We especially expected differences in the aesthetic perception
between non-farmers and farmers. While non-farmers’ perceptions of cultural landscapes might be driven by scenic beauty,
farmers’ perceptions might be more driven by an aesthetic of care,
i.e. perceptible cues of human stewardship and displays of order
(Gobster et al., 2007). Care, and thus good husbandry skills, could
be indicated by the regularity of crop height, regular tramlines or
fields free of weeds (Burton, 2004; Sullivan et al., 2004; Gobster
et al., 2007), resulting in neat and ordered landscapes as the visible
signs of a ‘good farmer’ (McEachern, 1992; Young et al., 1995; Burton, 2004; Benson, 2008; Burton et al., 2008). Such preferences
might be in conflict with practices to enhance farmland biodiversity as species- and structurally-rich semi-natural vegetation
might be perceived as rather messy (not neat) and disordered by
the farming population (Nassauer, 1995; Hands and Brown, 2002).
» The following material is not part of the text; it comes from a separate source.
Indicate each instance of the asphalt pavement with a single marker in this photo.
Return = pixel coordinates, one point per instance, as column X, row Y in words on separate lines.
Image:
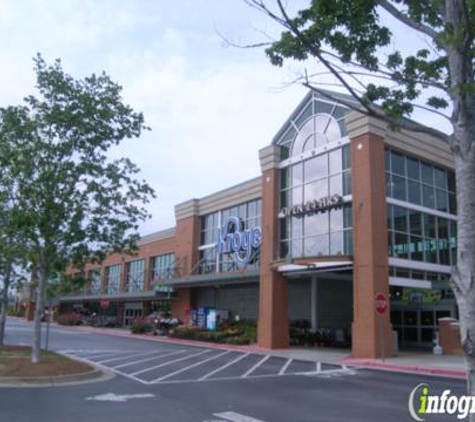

However, farmers themselves may differ in landscape preferences depending on their environmental attitudes (Vogel, 1996;
Vanslembrouck et al., 2002) or farm characteristics such as organic
or non-organic farming (Egoz et al., 2001). In addition, farm continuation and full-time or part-time farming (Visser et al., 2007) as
well as farm location (Jongeneel et al., 2008) have been found to
influence opinions on agricultural topics. We therefore hypothesized differences in aesthetic preferences for certain land-use types
and proportions of ECAs between non-farmers and farmers, but
also among farmers.
We set out to investigate the following questions: (1) Are landscapes characterised by a mixture of grassland and arable crops
preferred over landscapes dominated by either grassland or arable
crops? (2) Does an increase in the abundance of ECAs increase the
aesthetic appeal of a landscape? (3) Do non-farmers and farmers
differ in their aesthetic preferences? (4) How do they characterise
the most liked and disliked landscape? (5) Do certain farm characteristics as well as socio-demographic variables such as age, sex,
education, environmental interest and place of living influence aesthetic preferences?
2. Materials and methods
2.1. Photo editing
Landscapes can be visualized in different ways, including elaborated 3D-visualization techniques (e.g. Hehl-Lange, 2001; Lange,
2001). This study used photo-realistic visualisations as they provide natural-looking images and are relatively easy to generate
(Soliva and Hunziker, 2009). The ability of photographs to represent the dynamic multidimensionality of real landscapes has been
questioned (Scott and Canter, 1997; Daniel and Meitner, 2001).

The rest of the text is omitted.